Jupiter was in the field, and made great cheer with Ixion and the centaurs …

[Jupiter plans to go and free Danae]

This conclusion pleased to king Ixion and to the centaurs for as much as they had heard spoken of the strength of the tour d’airain. [tour d’airain: brazen tower. Caxton directly transcribes Raoul Le Fèvre’s French]

[Back in Crete, Jupiter gathered four hundred of his men to set out to free Danae]

… And taught them and informed them the feat of arms after the discipline of Ixion and of the centaurs.

[But he hears that king Acrisius has set his daughter Danae to sea]
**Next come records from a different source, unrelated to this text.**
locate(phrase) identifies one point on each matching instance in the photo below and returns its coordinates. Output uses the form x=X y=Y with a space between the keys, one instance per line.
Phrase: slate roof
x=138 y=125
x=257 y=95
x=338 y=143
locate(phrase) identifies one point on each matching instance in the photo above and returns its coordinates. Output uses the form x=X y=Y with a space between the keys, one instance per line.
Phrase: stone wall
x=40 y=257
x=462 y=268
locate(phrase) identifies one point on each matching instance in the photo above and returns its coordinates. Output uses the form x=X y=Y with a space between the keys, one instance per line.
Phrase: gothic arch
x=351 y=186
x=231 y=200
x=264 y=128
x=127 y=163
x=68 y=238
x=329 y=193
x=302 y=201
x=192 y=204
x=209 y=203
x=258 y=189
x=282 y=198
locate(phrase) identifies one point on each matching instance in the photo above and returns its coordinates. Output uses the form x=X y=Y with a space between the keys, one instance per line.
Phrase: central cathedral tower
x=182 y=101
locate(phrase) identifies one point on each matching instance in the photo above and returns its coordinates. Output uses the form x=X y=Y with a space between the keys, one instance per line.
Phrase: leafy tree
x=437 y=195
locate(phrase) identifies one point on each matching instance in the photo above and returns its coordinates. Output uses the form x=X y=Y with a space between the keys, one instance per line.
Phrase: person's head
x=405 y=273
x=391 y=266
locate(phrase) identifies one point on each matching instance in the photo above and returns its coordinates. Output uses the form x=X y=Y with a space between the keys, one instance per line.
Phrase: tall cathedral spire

He called Ganymede and Ixion, and told them that his voyage was broken and that the king Acrisius had cast her in to the sea, for whom he made this army. Ganymede and Ixion comforted him the best wise they could.
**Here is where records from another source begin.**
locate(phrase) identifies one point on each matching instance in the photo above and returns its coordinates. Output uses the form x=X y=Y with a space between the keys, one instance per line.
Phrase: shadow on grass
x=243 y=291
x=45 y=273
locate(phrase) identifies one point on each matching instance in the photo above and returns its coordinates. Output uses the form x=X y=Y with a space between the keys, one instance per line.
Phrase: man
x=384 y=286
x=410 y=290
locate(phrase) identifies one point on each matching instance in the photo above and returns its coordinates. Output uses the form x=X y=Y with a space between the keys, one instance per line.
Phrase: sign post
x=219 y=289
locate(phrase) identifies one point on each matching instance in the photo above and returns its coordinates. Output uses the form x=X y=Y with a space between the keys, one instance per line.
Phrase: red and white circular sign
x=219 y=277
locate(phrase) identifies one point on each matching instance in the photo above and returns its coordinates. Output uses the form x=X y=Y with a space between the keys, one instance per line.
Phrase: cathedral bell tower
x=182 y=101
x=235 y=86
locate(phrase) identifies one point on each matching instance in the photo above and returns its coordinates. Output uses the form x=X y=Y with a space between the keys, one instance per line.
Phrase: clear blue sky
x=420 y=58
[The Olympiads. Tournaments organised by two kings:]

That is to weet Tandarus, that was father of Menelas, husband of the fair Helen, and Ixion, that was king of Thessaly.
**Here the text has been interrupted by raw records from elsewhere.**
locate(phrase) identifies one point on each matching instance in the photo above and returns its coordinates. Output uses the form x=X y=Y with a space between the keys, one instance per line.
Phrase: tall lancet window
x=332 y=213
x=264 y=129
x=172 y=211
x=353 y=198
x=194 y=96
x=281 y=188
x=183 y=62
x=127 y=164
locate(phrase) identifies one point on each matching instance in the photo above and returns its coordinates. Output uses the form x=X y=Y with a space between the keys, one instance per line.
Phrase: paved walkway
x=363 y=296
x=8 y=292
The king Tandarus and the king Ixion were richly arrayed and well horsed.

[But Hercules overcomes Ixion]

Hercules smote him [Ixion] on the shield in such wise that all astonied he bare him to the earth and down of his horse.

 

Raoul Le Fèvre [Transl. by William Caxton].  Recuyell of the Historyes of Troy (1473), Book II (STC 15375):

[Wedding of Pirithous and Hippodamia]

The city was all full of noblesse. The centaurs were there; they were a hundred giants armed that ran as the wind, which the king Ixion had ordained in this saylle [in Thessaly?]; of whom some dwelled in Mollose and the others in Aphyte, a city of Epire. [“Mollose” is Molossia, a part of Epirus, in Greece, so called from its first king, Molossus, Pyrrhus’ son (Servius, ad Aeneis, III, 297): see Heywood, Troia Britanica, below. Aphyte is Aphytis, one of the four cities in Phlegra, where, according to Strabo (Geography, VII, xi) lived an impious, lawless tribe of giants whom Hercules destroyed.]

 

SHAKESPEAREKing Lear (1605-1606, 1605)

 

Thomas HeywoodTroia Britanica (1609), V, xxiv (STC 13366):

[An army commanded by the Trojan general Ganymede leaves Troy to restore Saturn to his Cretan throne, which Jupiter has usurped. Having landed in Crete, they meet Jupiter’s army on its way towards the brazen tower where Danae is kept prisoner.]

To this employment the stout centaurs came

Under Ixion’s conduct, twice two hundred,

Who first devis’d Thessalian steeds to tame.

[The centaurs are horsemen under the command of king Ixion, a euhemeristic interpretation deriving from Fulgentius, The Mythologies, II, xiv: see Secondary Sources]

 

 

Thomas HeywoodTroia Britanica (1609), V, xxxv (STC 13366):

[In the battle between the Trojans (fighting in behalf of Saturn) and Jupiter, Ganymede is taken prisoner and taken aboard Jupiter’s ship.]

… in the guard of those that from Molosse

Came with Ixion, and on horse-back run.

[“Molosse” is Molossia, a part of Epirus, in Greece, so called from its first king, Molossus, Pyrrhus’ son (Servius, ad Aeneis, III, 297): see Raoul Le Fèvre / Caxton, Recuyell of the Historyes of Troy, above.]